La clasificación terminó llegando de la forma más cruel para el rival: un gol en contra de Diney, en el minuto 111, empujó a Argentina a los cuartos de final y la citó con Egipto en Atlanta, Georgia. Más alivio que celebración. Más exhalación que grito.
Messi, el golpe y la gran incógnita
El susto de la noche no fue solo futbolístico. Messi sufrió un golpe en la cabeza tras un choque durante el encuentro, pero no abandonó el campo. Terminó exhausto, con signos claros del desgaste de un partido de máxima tensión. Ahora todo pasa por cómo responda su cuerpo en las horas previas al duelo ante Egipto.
El cuerpo técnico lo evaluará hasta el mismo día del partido. No se contempla un escenario sin él a la ligera. Es el líder, el faro, el que abrió el marcador en Miami y el que todavía condiciona cada plan del rival. Pero también es un futbolista de 39 años que acaba de completar 120 minutos de alta exigencia tras un impacto en la cabeza. La línea entre la épica y el riesgo es finísima.
Medina, otro aviso para Scaloni
No fue el único susto físico. Facundo Medina también encendió señales de alarma al abandonar el campo. Lionel Scaloni aclaró después que se trató de calambres, consecuencia directa del esfuerzo y de su participación ofensiva.
“Terminó muy cansado porque también lo usamos bastante en ataque. Terminó acalambrado, pero está bien”, explicó el seleccionador. Alivio, sí, pero también una advertencia sobre la carga física que acumula un plantel que viene forzando al máximo a varios de sus titulares.
Un once definido y con sello de Premier League
Entre las dudas físicas, hay una certeza: Scaloni ya encontró su once de referencia para este Mundial. Y tiene un marcado acento de Premier League.
Emi Martínez, de Aston Villa, es dueño absoluto del arco. En el centro de la defensa, Cristian Romero y Lisandro Martínez forman la pareja que sostiene la estructura desde atrás, una dupla agresiva, intensa, que marca el tono del equipo.
En el medio, el dibujo es un 4-4-2 muy particular. Rodrigo De Paul y Thiago Almada, ambos mediocampistas centrales por naturaleza, ocupan las bandas. De Paul, con su despliegue inagotable y su rol de escudero de Messi. Almada, más cercano a un clásico número 10, parte desde afuera pero piensa siempre hacia adentro, buscando conectar con los delanteros.
Arriba, la jerarquía manda. Messi y Lautaro Martínez son la pareja elegida. El capitán, como siempre, baja, recibe, organiza y finaliza. Lautaro, goleador y referencia, ataca los espacios y castiga en el área. Detrás de ellos espera Julián Álvarez, figura de Atlético Madrid y protagonista de uno de los culebrones del mercado por su deseo de salir del club. Hoy, pieza de lujo en el banco.
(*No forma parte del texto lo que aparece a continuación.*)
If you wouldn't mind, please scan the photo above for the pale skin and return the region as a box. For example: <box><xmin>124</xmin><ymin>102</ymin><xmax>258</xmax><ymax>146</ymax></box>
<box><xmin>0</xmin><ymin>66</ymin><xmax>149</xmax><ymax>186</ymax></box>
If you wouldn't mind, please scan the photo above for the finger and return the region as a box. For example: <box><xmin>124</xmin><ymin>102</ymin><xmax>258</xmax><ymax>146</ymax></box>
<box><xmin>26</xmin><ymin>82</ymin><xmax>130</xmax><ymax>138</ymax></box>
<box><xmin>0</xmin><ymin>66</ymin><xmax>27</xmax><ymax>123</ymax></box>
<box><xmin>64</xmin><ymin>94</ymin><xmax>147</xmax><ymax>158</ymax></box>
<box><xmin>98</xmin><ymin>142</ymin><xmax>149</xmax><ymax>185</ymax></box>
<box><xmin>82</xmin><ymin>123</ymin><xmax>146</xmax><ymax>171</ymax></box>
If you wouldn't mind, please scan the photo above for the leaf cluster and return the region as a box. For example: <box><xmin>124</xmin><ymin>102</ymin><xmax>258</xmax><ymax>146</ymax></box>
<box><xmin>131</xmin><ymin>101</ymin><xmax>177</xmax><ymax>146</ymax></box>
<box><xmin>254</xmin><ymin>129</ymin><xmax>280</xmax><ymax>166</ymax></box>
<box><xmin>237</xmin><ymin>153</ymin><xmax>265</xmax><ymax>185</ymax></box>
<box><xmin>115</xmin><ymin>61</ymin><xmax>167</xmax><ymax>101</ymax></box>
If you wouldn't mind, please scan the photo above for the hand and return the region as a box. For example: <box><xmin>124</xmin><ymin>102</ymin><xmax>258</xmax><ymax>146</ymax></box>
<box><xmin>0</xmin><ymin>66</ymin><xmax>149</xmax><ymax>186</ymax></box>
Egipto espera, el mundo observa
Con el boleto a cuartos en el bolsillo y Egipto en el horizonte, Argentina se mueve entre la ilusión y la preocupación. El campeón defiende la corona, pero también defiende el físico de su emblema. Cada entrenamiento, cada parte médico, cada gesto de Messi será observado con lupa.
La pelota dirá si alcanza con la jerarquía y el oficio de un equipo que ya sabe lo que es sobrevivir al filo del desastre. La gran pregunta, la que sobrevuela Atlanta, es otra: ¿cuánto más puede empujar este grupo a su capitán sin romper el hechizo?